Schwarts acknowledges that most archaeological books are boring. That's why he's surprised to find the Cunliffe's book, "at once compelling and judicious, is an extraordinary book." (In fact, it's one of The Atlantic's top 6 books of 2008!) Basically, Cunliffe profiles Europe's history between 9000 BC and 1000 AD with special attention to the influence of geography and climate. He notes how the interactions of peoples were in some sense dictated by the earth they were given.
This is an unusual lens with which to view history. We are accustomed to historiography which majors on biography. Traditional history follows each era's villains and heroes, directing the world's future like Homer's demigods warring above the Trojan plains. We also read the so-called "People's History," a history of the masses. It's the democratic way to read history.
But Cunliffe offers a history which pays little attention to humans. Schwartz foresees that this will be difficult for most. "Cunliffe’s approach will jar readers accustomed to being informed of the epoch-making quality of every inauguration speech." Not so Cunliffe, who sees today's news as "the events and personalities flitting on the surface."
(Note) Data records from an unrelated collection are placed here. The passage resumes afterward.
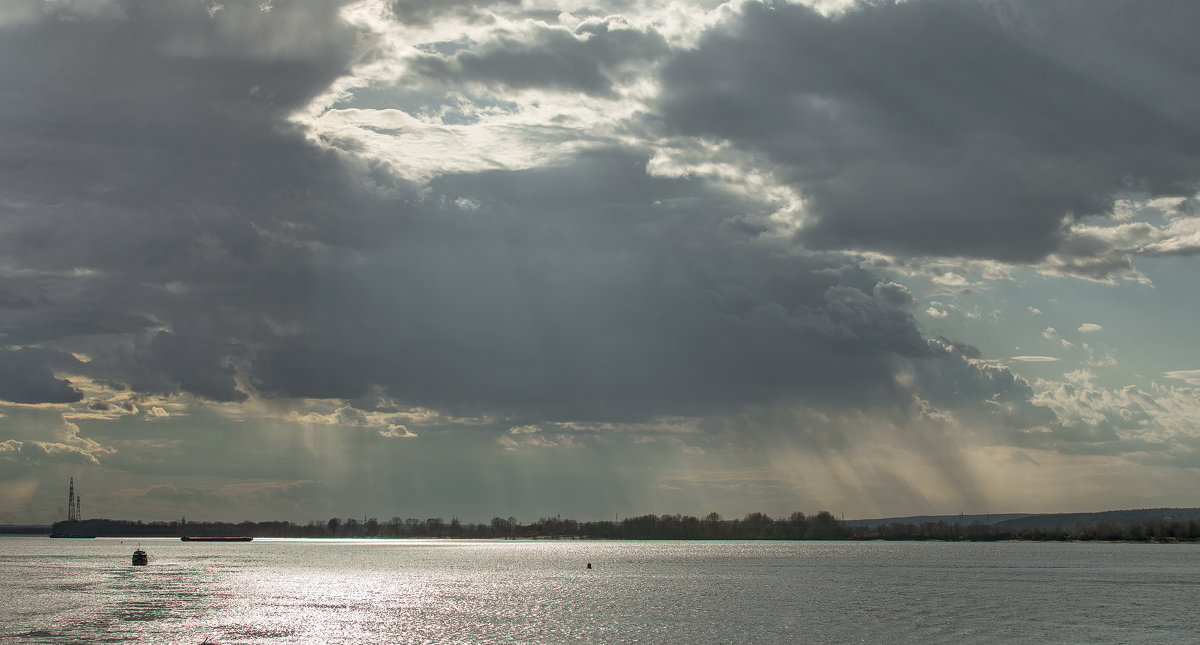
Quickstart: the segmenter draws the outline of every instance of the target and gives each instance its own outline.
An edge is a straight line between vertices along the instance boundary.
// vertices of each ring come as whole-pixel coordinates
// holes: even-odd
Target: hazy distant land
[[[1120,511],[1101,511],[1097,513],[997,513],[980,515],[913,515],[908,517],[887,517],[881,519],[846,520],[844,524],[852,527],[876,527],[889,524],[927,524],[930,522],[945,522],[947,524],[983,524],[1001,529],[1044,529],[1069,530],[1083,522],[1095,525],[1103,522],[1110,524],[1134,524],[1156,521],[1200,521],[1200,508],[1143,508]]]

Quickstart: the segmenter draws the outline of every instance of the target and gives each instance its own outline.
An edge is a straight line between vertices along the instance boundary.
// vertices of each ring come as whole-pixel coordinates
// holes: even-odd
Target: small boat
[[[134,565],[144,566],[149,562],[150,562],[150,557],[146,555],[145,551],[138,549],[133,552],[133,564]]]
[[[233,536],[191,536],[185,535],[180,540],[184,542],[249,542],[252,537],[233,537]]]

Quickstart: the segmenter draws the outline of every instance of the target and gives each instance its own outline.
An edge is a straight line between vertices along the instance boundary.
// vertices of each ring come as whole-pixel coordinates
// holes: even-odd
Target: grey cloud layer
[[[74,403],[83,394],[65,379],[55,378],[55,369],[79,365],[70,354],[47,349],[25,348],[0,351],[0,400],[13,403]]]
[[[670,130],[781,164],[805,243],[1032,261],[1200,180],[1194,3],[748,3],[666,69]]]
[[[304,245],[337,237],[345,170],[283,117],[342,73],[354,34],[327,2],[62,18],[0,38],[5,337],[135,388],[241,398],[235,339],[305,304]]]
[[[265,349],[261,389],[378,383],[475,412],[693,414],[798,392],[887,398],[891,357],[924,352],[901,288],[746,237],[726,224],[736,202],[650,177],[638,154],[431,188],[481,205],[378,222],[395,230],[317,296],[342,315]]]
[[[519,6],[521,0],[393,0],[389,7],[396,20],[405,24],[427,25],[444,16],[477,16],[481,10],[491,7]]]
[[[1030,174],[1078,150],[1035,142],[1049,128],[1036,120],[1008,124],[994,88],[960,78],[959,63],[943,61],[951,68],[937,74],[959,85],[939,93],[917,63],[938,62],[940,50],[909,50],[901,37],[932,39],[951,19],[975,25],[947,47],[993,67],[991,56],[1015,57],[1016,71],[993,70],[1008,92],[1040,68],[972,23],[983,20],[973,9],[910,4],[837,21],[749,5],[669,70],[668,127],[783,162],[816,199],[810,240],[1043,253],[1064,209],[1103,206],[1095,176],[1128,169],[1110,159],[1065,182]],[[614,144],[555,167],[416,187],[317,148],[285,117],[346,72],[355,34],[330,3],[258,6],[227,2],[210,15],[195,3],[129,1],[0,38],[0,60],[26,61],[0,66],[17,97],[0,107],[0,127],[17,133],[0,142],[3,326],[9,342],[43,347],[9,351],[13,369],[38,378],[24,391],[16,372],[0,372],[0,396],[78,400],[57,370],[227,402],[382,388],[450,412],[628,420],[794,398],[909,409],[912,391],[896,376],[916,363],[929,366],[915,370],[918,394],[1028,399],[1005,373],[928,344],[903,287],[854,258],[756,237],[744,222],[760,205],[701,179],[648,175],[653,150]],[[546,29],[525,49],[485,46],[425,71],[604,93],[614,69],[664,47],[603,21],[581,29],[586,41]],[[502,64],[513,55],[563,66],[530,74]],[[893,73],[925,70],[917,78],[932,94],[906,104],[875,70],[887,60]],[[750,102],[751,92],[761,96]],[[956,104],[962,112],[940,107],[960,94],[970,98]],[[909,108],[884,110],[887,101]],[[1136,120],[1135,108],[1113,109]],[[1109,121],[1096,118],[1060,136],[1098,134]],[[1145,132],[1161,143],[1160,129]],[[1023,142],[996,162],[1000,172],[953,162],[963,140],[993,135]],[[1034,143],[1051,152],[1034,155]],[[1183,162],[1162,163],[1155,181],[1166,186]],[[930,180],[943,172],[948,180]],[[1071,188],[1079,182],[1089,188]],[[964,215],[954,205],[968,194]],[[59,350],[90,362],[65,364]]]
[[[378,385],[448,410],[628,418],[899,396],[895,357],[925,353],[910,296],[748,237],[744,204],[648,176],[646,151],[445,176],[432,198],[360,188],[381,176],[281,121],[350,59],[323,7],[131,2],[4,39],[7,60],[47,65],[3,72],[23,133],[0,150],[19,203],[3,251],[40,281],[6,281],[11,336],[76,311],[90,326],[36,337],[91,357],[74,370],[218,401]],[[480,206],[441,206],[458,198]],[[43,378],[10,399],[78,398],[22,351],[9,363]]]
[[[657,33],[590,20],[574,32],[540,26],[532,34],[501,35],[448,57],[425,56],[413,65],[443,82],[603,96],[612,93],[615,76],[633,73],[634,65],[661,58],[667,50]]]

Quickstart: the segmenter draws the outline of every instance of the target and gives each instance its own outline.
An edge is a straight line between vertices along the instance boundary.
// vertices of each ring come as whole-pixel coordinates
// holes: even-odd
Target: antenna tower
[[[67,494],[67,521],[68,522],[74,522],[75,520],[79,519],[76,516],[75,509],[76,509],[76,506],[75,506],[75,478],[72,477],[70,492]]]

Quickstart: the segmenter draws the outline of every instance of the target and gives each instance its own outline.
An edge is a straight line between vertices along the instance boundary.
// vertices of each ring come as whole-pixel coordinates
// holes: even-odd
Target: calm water
[[[1185,643],[1197,580],[1197,545],[0,537],[0,643]]]

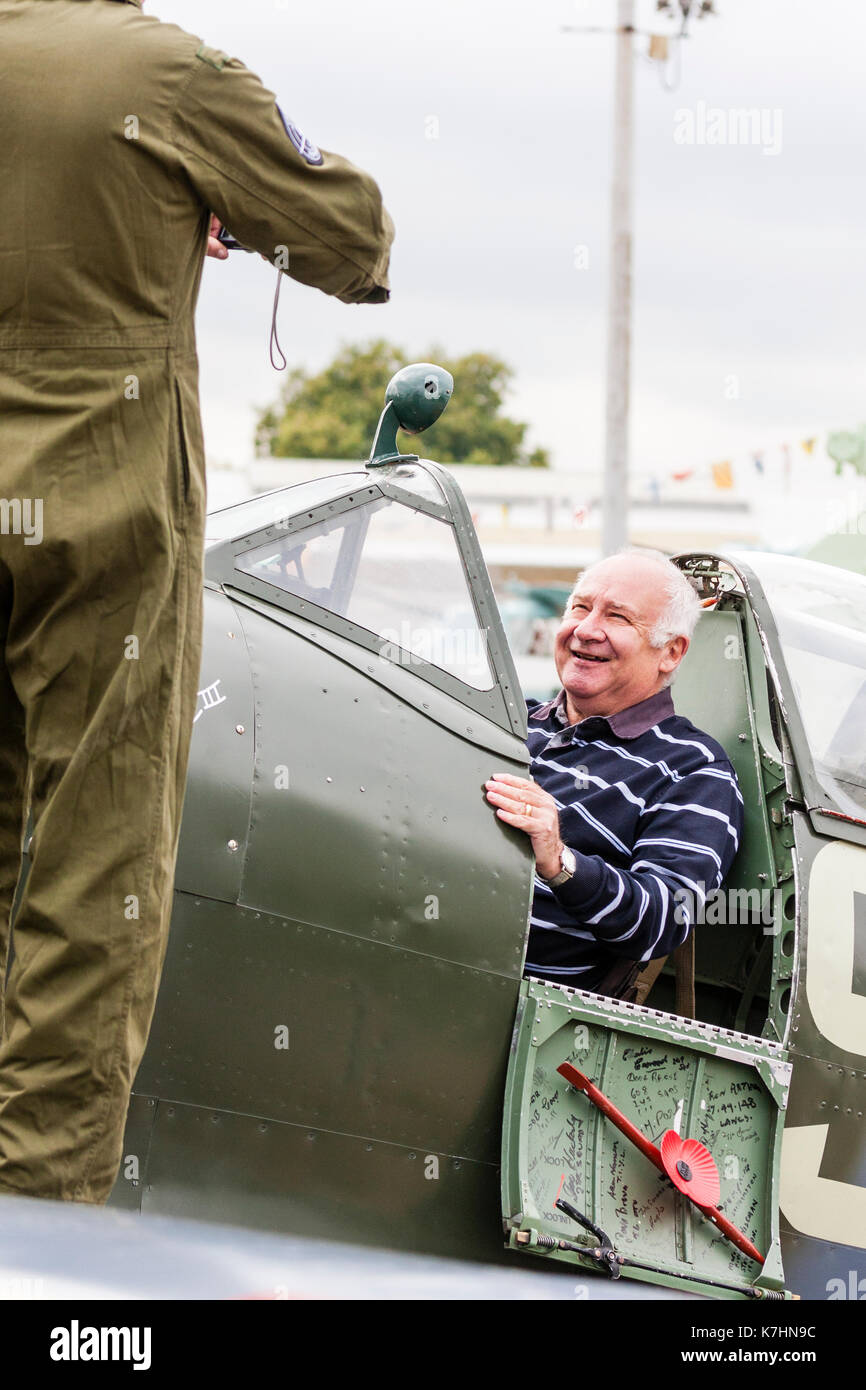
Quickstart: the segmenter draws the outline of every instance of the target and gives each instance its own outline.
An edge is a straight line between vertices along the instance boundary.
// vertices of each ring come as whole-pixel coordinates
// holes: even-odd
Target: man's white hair
[[[701,616],[701,601],[683,571],[678,569],[673,561],[663,555],[660,550],[642,550],[640,546],[632,545],[626,546],[616,553],[617,555],[639,556],[642,560],[648,560],[659,571],[659,579],[664,587],[667,603],[650,631],[650,646],[663,647],[672,637],[688,637],[691,640],[698,618]],[[577,591],[582,580],[586,579],[593,570],[598,569],[599,565],[602,564],[604,564],[603,560],[596,560],[595,564],[588,565],[583,573],[578,575],[572,593]],[[672,680],[673,674],[668,677],[666,684],[669,685]]]

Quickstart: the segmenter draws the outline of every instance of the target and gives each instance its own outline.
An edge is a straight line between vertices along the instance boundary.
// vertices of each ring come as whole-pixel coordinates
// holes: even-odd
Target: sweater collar
[[[606,724],[611,733],[616,734],[617,738],[639,738],[645,734],[654,724],[659,724],[663,719],[668,719],[675,714],[673,697],[669,686],[664,686],[657,690],[655,694],[648,695],[645,700],[639,700],[636,705],[630,705],[628,709],[617,710],[616,714],[590,714],[586,719],[581,719],[579,724],[573,727],[575,730],[585,729],[589,732],[590,722],[593,719]],[[568,728],[568,716],[565,712],[565,691],[560,690],[555,700],[548,700],[547,704],[539,705],[533,710],[530,719],[548,719],[551,714],[562,728]]]

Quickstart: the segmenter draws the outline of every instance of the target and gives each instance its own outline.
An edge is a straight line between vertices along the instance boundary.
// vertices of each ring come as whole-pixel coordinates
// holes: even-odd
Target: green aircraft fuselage
[[[648,1007],[524,981],[532,858],[483,784],[526,775],[525,706],[460,490],[393,442],[450,394],[436,371],[400,374],[366,469],[210,518],[171,937],[112,1201],[598,1270],[563,1193],[649,1285],[834,1296],[866,1247],[866,810],[807,737],[790,663],[812,638],[782,640],[757,562],[680,557],[712,606],[677,709],[746,804],[697,1018],[667,972]],[[653,1143],[706,1145],[763,1265],[565,1062]]]

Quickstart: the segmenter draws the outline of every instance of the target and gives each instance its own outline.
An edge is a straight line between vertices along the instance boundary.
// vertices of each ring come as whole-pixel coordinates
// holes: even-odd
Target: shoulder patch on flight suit
[[[229,61],[227,53],[222,53],[218,48],[208,48],[206,43],[201,45],[195,56],[200,58],[203,63],[207,63],[208,67],[216,68],[217,72],[222,72]]]
[[[277,110],[280,112],[280,120],[285,126],[286,134],[301,158],[305,159],[308,164],[324,164],[325,161],[322,158],[322,151],[319,149],[318,145],[314,145],[312,140],[308,140],[306,135],[303,135],[301,131],[298,130],[294,121],[287,120],[279,106]]]

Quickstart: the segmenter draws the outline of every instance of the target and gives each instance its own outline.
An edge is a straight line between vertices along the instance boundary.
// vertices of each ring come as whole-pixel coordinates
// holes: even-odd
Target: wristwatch
[[[546,883],[548,888],[558,888],[561,883],[568,883],[568,880],[574,878],[577,872],[577,860],[574,857],[574,851],[570,850],[568,845],[562,846],[559,864],[559,873],[554,874],[553,878],[545,878],[543,874],[538,875],[542,883]]]

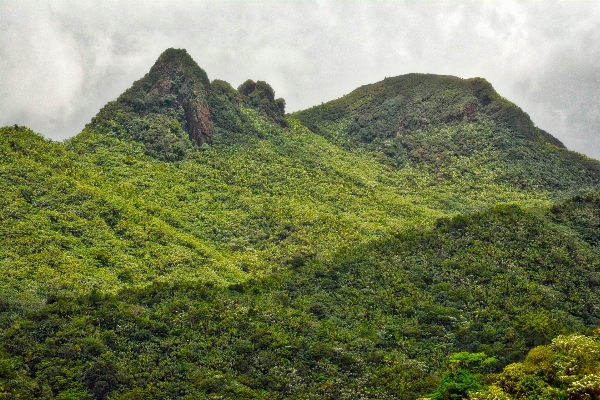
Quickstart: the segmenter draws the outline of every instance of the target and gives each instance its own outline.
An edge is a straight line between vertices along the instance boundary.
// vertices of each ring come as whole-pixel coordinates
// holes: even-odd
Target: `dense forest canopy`
[[[598,398],[600,162],[482,78],[285,114],[168,49],[0,155],[0,398]]]

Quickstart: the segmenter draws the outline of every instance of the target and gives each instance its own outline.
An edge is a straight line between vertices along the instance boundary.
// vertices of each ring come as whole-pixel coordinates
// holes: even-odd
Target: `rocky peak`
[[[169,99],[169,103],[174,100],[174,106],[183,108],[190,140],[200,145],[206,143],[212,130],[208,109],[210,81],[187,51],[163,52],[150,69],[148,80],[147,96]]]
[[[285,100],[275,98],[275,90],[265,81],[254,82],[248,79],[238,87],[238,92],[247,100],[250,107],[255,108],[268,118],[285,124]]]
[[[150,71],[108,103],[88,128],[144,144],[146,154],[176,161],[210,139],[210,81],[185,50],[167,49]]]

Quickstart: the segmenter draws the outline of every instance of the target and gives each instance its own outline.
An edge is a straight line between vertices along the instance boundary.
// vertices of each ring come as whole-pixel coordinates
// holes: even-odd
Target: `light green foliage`
[[[469,353],[467,351],[454,353],[448,359],[452,370],[470,369],[480,371],[497,362],[498,360],[494,357],[487,357],[485,353]]]
[[[492,385],[485,392],[470,392],[469,400],[511,400],[511,397]]]
[[[573,381],[598,368],[600,349],[594,338],[583,335],[559,336],[552,340],[550,347],[558,354],[554,368],[562,381]]]
[[[600,343],[585,335],[561,335],[533,348],[525,361],[506,366],[489,388],[470,399],[572,399],[600,396]]]
[[[591,400],[600,397],[600,374],[585,375],[567,388],[571,399]]]
[[[442,377],[438,389],[430,395],[431,400],[458,400],[482,385],[487,368],[498,360],[485,353],[454,353],[448,359],[449,371]]]
[[[2,301],[33,305],[51,293],[114,291],[184,273],[220,282],[242,276],[222,251],[144,204],[133,186],[141,182],[109,183],[111,165],[133,167],[143,157],[135,146],[100,147],[92,153],[100,159],[86,165],[27,129],[2,128],[0,135]],[[118,155],[101,158],[111,150]]]

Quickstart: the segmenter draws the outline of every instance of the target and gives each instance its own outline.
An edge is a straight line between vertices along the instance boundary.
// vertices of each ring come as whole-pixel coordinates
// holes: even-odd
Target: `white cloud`
[[[76,111],[84,79],[77,43],[43,10],[32,10],[29,17],[34,29],[17,18],[13,29],[3,32],[3,117],[30,112],[40,121],[66,122]]]
[[[269,82],[288,110],[385,76],[488,79],[567,146],[600,158],[600,2],[0,3],[0,124],[62,139],[168,47],[211,79]]]

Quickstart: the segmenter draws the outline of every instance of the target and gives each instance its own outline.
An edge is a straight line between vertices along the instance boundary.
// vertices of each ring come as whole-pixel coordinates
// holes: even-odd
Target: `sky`
[[[597,0],[0,0],[0,125],[74,136],[169,47],[288,112],[411,72],[483,77],[600,159]]]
He summarizes the impact of such a reading:
These books contain hardly anything about the great deeds of Great Men, and none offers much to flatter our images of ourselves. But in their marriage of exactitude and far-reaching vision, they clarify the scale of the human enterprise and remind us that the events that seem so significant today are, as Braudel put it, little more than “surface disturbances, crests of foam that the tides of history carry on their strong backs ... we must learn to distrust them.”This reading of history brings to mind biblical passages which emphasize God's control over creation. Indeed, the biblical rationale is often, 'God controls creation. Therefore, God controls everything, including you.' Proverbs 21:1 reads, "The king’s heart is a stream of water in the hand of the LORD; he turns it wherever he will." Cunliffe's findings help bring these truths home.